Monthly Archives: August 2015

I received some Illumina data from collaborators without knowing much about how it had been generated.

Inspecting the files I found that the data had already been demultiplexed and stripped of their barcodes. There were also paired reads for each sample. I wasn’t familiar with how to deal with this sort of data, but Robert Edgar has a discussion here, with Example 2 being the appropriate case:

It’s a simple matter to adapt his helpful solution for the multiple file case, but I always find myself googling basic shell scripting so here’s my version.
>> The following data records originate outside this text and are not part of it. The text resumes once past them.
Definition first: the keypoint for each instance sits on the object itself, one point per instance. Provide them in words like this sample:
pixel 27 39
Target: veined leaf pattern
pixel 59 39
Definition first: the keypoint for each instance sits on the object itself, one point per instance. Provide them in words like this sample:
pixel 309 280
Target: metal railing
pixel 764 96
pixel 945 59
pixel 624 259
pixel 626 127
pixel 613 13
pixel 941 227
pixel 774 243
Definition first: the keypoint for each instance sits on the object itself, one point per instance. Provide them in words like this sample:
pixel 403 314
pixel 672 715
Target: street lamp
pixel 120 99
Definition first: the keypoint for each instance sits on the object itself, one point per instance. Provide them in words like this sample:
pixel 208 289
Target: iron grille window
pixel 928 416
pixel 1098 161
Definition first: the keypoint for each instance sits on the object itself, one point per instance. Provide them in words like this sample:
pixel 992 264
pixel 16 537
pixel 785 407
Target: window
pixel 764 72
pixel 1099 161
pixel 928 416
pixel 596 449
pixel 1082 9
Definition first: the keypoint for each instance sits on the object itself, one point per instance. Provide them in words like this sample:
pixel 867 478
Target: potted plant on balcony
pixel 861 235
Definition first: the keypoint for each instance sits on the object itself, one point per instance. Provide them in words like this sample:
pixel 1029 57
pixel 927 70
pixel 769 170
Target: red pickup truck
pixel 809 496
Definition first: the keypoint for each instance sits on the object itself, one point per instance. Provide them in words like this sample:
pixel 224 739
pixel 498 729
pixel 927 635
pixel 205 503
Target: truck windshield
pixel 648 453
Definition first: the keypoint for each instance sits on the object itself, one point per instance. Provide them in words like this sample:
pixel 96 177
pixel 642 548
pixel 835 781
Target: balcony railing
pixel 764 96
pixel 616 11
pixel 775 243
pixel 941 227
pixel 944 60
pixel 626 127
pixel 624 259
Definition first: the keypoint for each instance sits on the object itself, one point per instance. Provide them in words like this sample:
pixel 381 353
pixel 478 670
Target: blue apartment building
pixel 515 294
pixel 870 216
First we need to get a list of all of the sample names. Assuming that your file names are in the standard form ‘SampleName_L001_R1_001.fastq’, this can be done by the following:

ls *.fastq | awk -F '_L001' '{print $1'} | uniq > sample_names.txt

Then loop through all the samples, doing 1) merging the forward and reverse reads; 2) filtering of the reads; 3) adding the barcode=SampleName annotation; 4) concatenating the reads into a single file.

while read p; do
    echo 'Processing reads for '"$p"''
    usearch61 -fastq_mergepairs ''"$p"'_L001_R1_001.fastq' \
     -reverse ''"$p"'_L001_R2_001.fastq' -fastqout ''"$p"'_merged.fastq'
    usearch61 -fastq_filter ''"$p"'_merged.fastq' \
     -fastaout ''"$p"'_filtered.fa' -fastq_maxee 1.0
    sed '-es/^>\(.*\)/>\1;barcodelabel='"$p"';/' \
    cat ''"$p"'.fa' >> reads.fa
done < sample_names.txt

When running I encountered the error:

Cannot find fastq-join. Is it installed? Is it in your path?

The solution was apparently to install ea-utils, which contains fastq-join.

So I tried that.

However, make failed with the same error as detailed here:!msg/ea-utils/nR5qvhgZKIY/yx5BSEta_dQJ

The trick here was that not everything in ea-utils was required to make fastq-join work, as Eric Aronesty pointed out on the above thread:

“Of course fastq-join doesn’t use sparse-hash… so if you ran “make fastq-join” … it would work, even on a Mac.”

Then of course you need to move the resulting fastq-join binary to somewhere in your path. Now should work fine.